Les objectifs que pouvait avoir le président de la République en se rendant en Ukraine ont-ils été atteints ? Les relations se sont-elles réellement “réchauffées” avec Kiev et Volodymyr Zelensky après les tensions de ces derniers mois créées par certaines déclarations d'Emmanuel Macron ?  

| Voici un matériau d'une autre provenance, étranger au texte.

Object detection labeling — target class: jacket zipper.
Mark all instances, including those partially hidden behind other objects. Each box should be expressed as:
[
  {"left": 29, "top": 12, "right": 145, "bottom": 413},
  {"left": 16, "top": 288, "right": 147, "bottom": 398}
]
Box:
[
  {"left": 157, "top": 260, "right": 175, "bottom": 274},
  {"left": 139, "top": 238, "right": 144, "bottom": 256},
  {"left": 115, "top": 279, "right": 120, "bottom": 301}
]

Cyrille Bret : Le président français a cherché à changer son image en Ukraine sans pour autant se renier. Sous la présidence Hollande comme sous la présidence Macron, la France a été un des soutiens les plus fermes et les plus actifs de l’Ukraine, sur le plan financier, diplomatique, symbolique, etc. L’activisme américain dans la zone a éclipsé cet aspect de la diplomatie française. En outre, le dialogue nourri par la France avec la Russie est incompréhensible voire scandaleur à Kiev. C’est que l’Ukraine est engagée dans une lutte pour sa survie, alors que le président français cherche, lui, à dessiner les contours d’une Europe d’après la guerre où la négociation avec la Russie interviendra nécessairement.

Les images d’Emmanuel Macron, de Mario Draghi et d’Olaf Scholz se rendant à Kiev ont fait le tour du monde. Derrière l'image d'unité, quelle réalité géopolitique y-a-t-il ?  Emmanuel Macron avait-il vraiment sa place et une marge de manœuvre ? Quid de l'Allemagne et de l'Italie ?

Cyrille Bret : Emmanuel Macron ne représentait pas seulement la France à Kiev, hier. Il représentait également la présidence du Conseil de l’Union européenne. En ce sens, ses initiatives et son discours se devaient d’être consensuels pour tous les Européens. Son accord avec le président du conseil italien et le chancelier allemand est réel : il exprime le point de vue de trois Etats membres fondateurs de la construction européenne, dont les économies, très importantes pour le continent, pâtissent fortement des sanctions décidées contre la Russie et qui seront appélés à financer la reconstruction de l’Ukraine après la guerre. Italie, Allemagne et France représentent en Ukraine un mouvement d’opinion fort et durable en faveur du soutien à l’Ukraine. Les tensions ou les divisions internes de l’Europe ne séparent pas ces trois pays mais ceux-ci avec les visées maximalistes de la Pologne par exemple.

Emmanuel Macron a conclu sa visite par une interview à la télévision française. Le message et la position française ont-ils évolué ? Emmanuel Macron aborde-t-il un tournant sur le front diplomatique et géopolitique ?

Cyrille Bret : Une inflexion oui, un tournant non. Emmanuel Macron sera bientôt dégagé de plusieurs contraintes, au premier chef la nécessité de dégager des consensus au sein de l’Union européenne. Il pourra alors retrouver une plus grande liberté d’action et exprimer la vision de la France pour cette région. Si la France souhaite la restauration de l’intégrité territoriale et de la souveraineté ukrainienne, elle ne vise ni le changement de régime à Moscou ni la transformatio de la Russie en paria. En effet, la géographie est tétue : la Russie et l’Union européenne sont promises à cohabiter sur le long terme. Le président français le sait et il fait entendre la voix de la raison en préparant les esprits à des négociations de paix futures.